While the latest data from CoreLogic paints a positive picture for the current state of the market, it’s also clear that momentum is slowing down.
Over the month of July, property prices increased in all states and territories and once again it was the same capital cities that performed strongly.
Canberra was the best-performed property market last month, increasing in value by 2.6% and adding to what was a 20.5% increase in the past 12 months. Hobart and Darwin both increased in value by 1.7% in July and grew in value by 21.9% and 23.4% respectively over the past year, making them the two strongest markets in the country.
Sydney jumped by 2.0% and has seen 18.2% annual growth, however, CoreLogic has noted that the market here is finally starting to cool down. After seeing peak monthly growth of 3.7%, Sydney has since had the largest relative fall in growth rates.
Meanwhile, Brisbane continues to perform well, growing at 2.0% in July and 15.9% over the last 12 months.
Once again it’s Perth that is clearly underperforming all other property markets at the moment, having seen only 10.8% growth since this time last year.
Head of Research at CoreLogic, Tim Lawless notes that affordability is also becoming an issue in many areas as well as negative sentiment thanks to ongoing lockdowns.
“With dwelling values rising more in a month than incomes are rising in a year, housing is moving out of reach for many members of the community.”
“Along with declining home affordability, much of the earlier COVID related fiscal support has expired. It is, however, encouraging to see additional measures being rolled out for households and businesses as the latest COVID outbreak worsens.”
“On the flip side, demand is being stocked by record-low mortgage rates and the prospect that interest rates will remain low for an extended period of time. Dwelling sales are tracking approximately 40% above the five-year average while active listings remain about -26% below the five-year average. The mismatch between demand and advertised supply remains a key factor placing upwards pressure on housing prices,” Mr Lawless said.
After performing well above expectations in 2020, regional markets have slowly started coming back to growth levels similar to that of the metro areas.

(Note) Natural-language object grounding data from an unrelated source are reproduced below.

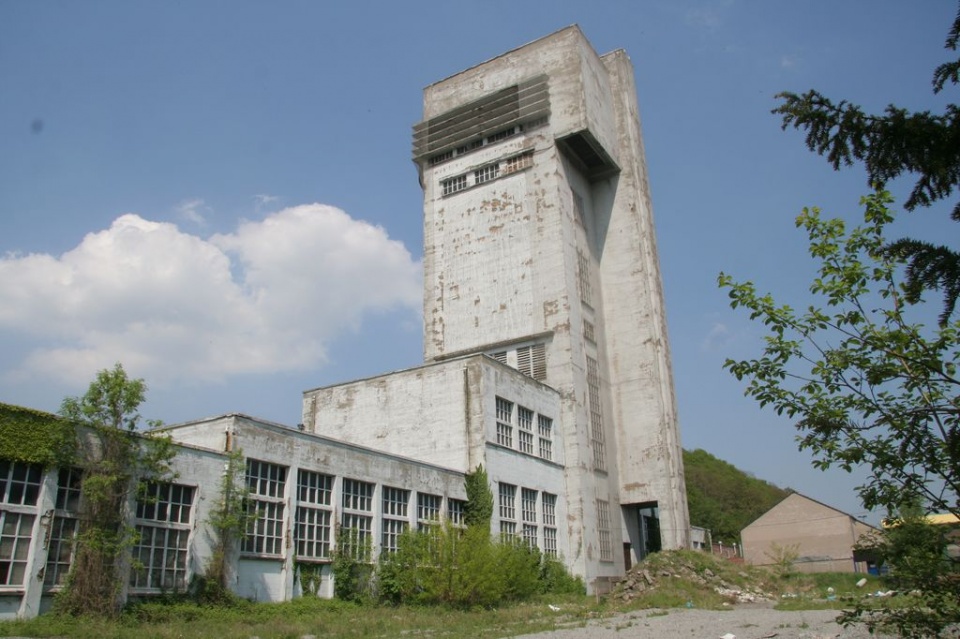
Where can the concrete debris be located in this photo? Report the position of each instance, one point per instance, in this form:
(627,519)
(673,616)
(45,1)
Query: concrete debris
(642,579)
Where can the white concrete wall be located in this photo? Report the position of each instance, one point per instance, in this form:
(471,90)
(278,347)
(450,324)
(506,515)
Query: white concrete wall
(650,459)
(501,265)
(418,413)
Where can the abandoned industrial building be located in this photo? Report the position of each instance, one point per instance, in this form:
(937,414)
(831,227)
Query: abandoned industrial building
(546,361)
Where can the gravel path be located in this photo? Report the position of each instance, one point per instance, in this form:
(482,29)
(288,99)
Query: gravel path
(743,622)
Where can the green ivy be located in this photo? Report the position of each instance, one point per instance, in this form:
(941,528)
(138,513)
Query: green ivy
(35,437)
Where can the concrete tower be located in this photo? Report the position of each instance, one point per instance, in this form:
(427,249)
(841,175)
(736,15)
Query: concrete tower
(539,250)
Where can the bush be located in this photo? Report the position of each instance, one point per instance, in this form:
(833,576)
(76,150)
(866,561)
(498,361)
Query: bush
(465,568)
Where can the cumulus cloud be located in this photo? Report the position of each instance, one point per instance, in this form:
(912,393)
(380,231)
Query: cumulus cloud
(265,298)
(194,211)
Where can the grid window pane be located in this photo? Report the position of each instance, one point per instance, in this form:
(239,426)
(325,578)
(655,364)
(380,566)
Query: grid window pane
(312,533)
(60,550)
(313,516)
(504,422)
(528,505)
(314,488)
(549,506)
(266,480)
(428,509)
(68,489)
(395,501)
(395,507)
(160,558)
(266,483)
(455,511)
(166,502)
(15,532)
(265,529)
(392,529)
(356,532)
(530,533)
(357,495)
(508,496)
(20,483)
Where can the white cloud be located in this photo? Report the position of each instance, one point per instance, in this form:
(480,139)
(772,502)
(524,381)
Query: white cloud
(194,211)
(266,298)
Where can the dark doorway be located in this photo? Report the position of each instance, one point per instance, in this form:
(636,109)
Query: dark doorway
(649,519)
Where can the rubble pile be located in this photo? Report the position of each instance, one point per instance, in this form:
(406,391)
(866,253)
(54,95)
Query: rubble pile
(646,576)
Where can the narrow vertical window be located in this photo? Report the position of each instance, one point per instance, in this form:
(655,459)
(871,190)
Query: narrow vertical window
(163,532)
(356,524)
(504,422)
(596,416)
(545,436)
(266,483)
(603,531)
(313,517)
(395,518)
(508,511)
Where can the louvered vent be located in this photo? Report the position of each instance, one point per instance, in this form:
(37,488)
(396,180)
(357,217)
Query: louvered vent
(532,361)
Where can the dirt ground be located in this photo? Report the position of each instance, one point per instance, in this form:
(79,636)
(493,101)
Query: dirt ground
(740,622)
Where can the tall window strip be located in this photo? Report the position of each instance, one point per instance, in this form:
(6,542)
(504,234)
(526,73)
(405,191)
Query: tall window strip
(504,422)
(356,524)
(525,429)
(596,416)
(548,505)
(266,484)
(579,209)
(507,494)
(486,173)
(583,277)
(63,528)
(603,530)
(550,541)
(545,437)
(589,331)
(19,491)
(454,184)
(428,509)
(314,514)
(518,162)
(455,508)
(395,517)
(163,531)
(528,514)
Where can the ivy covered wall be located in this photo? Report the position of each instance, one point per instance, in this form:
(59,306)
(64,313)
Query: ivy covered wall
(36,437)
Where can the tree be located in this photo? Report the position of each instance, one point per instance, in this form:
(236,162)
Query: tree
(869,385)
(889,145)
(115,460)
(478,510)
(723,498)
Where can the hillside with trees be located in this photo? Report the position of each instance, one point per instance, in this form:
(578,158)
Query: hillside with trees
(723,498)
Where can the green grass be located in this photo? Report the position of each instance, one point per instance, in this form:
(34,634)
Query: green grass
(311,616)
(683,578)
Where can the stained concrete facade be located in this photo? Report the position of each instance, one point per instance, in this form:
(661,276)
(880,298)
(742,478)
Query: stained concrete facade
(822,536)
(539,232)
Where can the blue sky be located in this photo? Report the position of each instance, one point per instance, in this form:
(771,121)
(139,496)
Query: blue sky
(221,196)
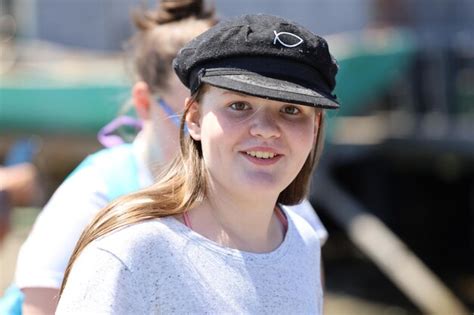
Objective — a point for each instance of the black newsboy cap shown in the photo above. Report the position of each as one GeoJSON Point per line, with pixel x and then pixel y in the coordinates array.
{"type": "Point", "coordinates": [264, 56]}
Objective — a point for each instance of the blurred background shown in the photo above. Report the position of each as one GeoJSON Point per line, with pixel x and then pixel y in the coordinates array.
{"type": "Point", "coordinates": [395, 188]}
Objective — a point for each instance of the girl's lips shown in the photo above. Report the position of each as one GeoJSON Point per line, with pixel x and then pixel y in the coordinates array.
{"type": "Point", "coordinates": [262, 156]}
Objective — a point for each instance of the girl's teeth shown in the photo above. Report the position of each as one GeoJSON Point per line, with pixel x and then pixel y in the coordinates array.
{"type": "Point", "coordinates": [261, 154]}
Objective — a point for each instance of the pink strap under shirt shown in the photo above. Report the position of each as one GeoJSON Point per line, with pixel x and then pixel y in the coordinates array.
{"type": "Point", "coordinates": [278, 212]}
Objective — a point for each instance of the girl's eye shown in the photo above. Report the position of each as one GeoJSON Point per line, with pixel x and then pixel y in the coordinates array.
{"type": "Point", "coordinates": [239, 106]}
{"type": "Point", "coordinates": [291, 110]}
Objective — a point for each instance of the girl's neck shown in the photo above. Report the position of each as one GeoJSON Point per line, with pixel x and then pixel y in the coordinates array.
{"type": "Point", "coordinates": [248, 226]}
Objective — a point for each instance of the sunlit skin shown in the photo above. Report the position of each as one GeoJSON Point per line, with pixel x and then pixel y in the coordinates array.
{"type": "Point", "coordinates": [253, 148]}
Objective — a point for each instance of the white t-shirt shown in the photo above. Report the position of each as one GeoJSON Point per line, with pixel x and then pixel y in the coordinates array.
{"type": "Point", "coordinates": [161, 266]}
{"type": "Point", "coordinates": [43, 257]}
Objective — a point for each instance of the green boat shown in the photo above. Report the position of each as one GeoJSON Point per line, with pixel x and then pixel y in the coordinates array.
{"type": "Point", "coordinates": [70, 95]}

In the first seven months of 2021, CoreLogic data shows an almost equal rate of growth in dwelling values across the combined regional and capital markets with values up 14.5% and 14.0% respectively.
In terms of types of properties that are performing well, it continues to be the detached housing that is outperforming units and apartments.
Houses increased in value by two to three times units in most cities with the expectation of Hobart over the last year as buyers continue to more space and lower density living.
The other factor that continues to help prop up property markets around the country is still the low levels of stock.
Advertised listing numbers remain well below average across most parts of the country. Recently the number of newly advertised properties has fallen sharply across Sydney and Melbourne amidst lockdowns with many vendors choosing to wait until conditions ease.
Mr Lawless believes that while listings are low, demand could also potentially change going forward.
“With buyer demand so strong and active listings well below average, prospective buyers are likely to be feeling a sense of urgency due to the level of competition in the market.”
“However, with affordability constraints starting to impact purchasing capacity, it’s possible market activity could reduce through the second half of the year, helping to rebalance the market and take some heat out of the rate of house price growth,” Mr Lawless said.
Looking forward, Australia's housing market remains in a strong position, however, signs of a slowing rate of appreciation have become more evident.
According to CoreLogic, the rate of growth will continue to taper through the second half of 2021 as affordability constraints become more pressing and housing supply gradually increases. Other potential headwinds are apparent, including the possibility of tighter credit policies and an earlier than expected lift in interest rates, which could also dent sentiment and translate into lower growth.
For the time being, lockdowns will continue to contribute to some of the loss of momentum as well, particularly from a transactional perspective in Sydney which is enduring an extended period of restrictions.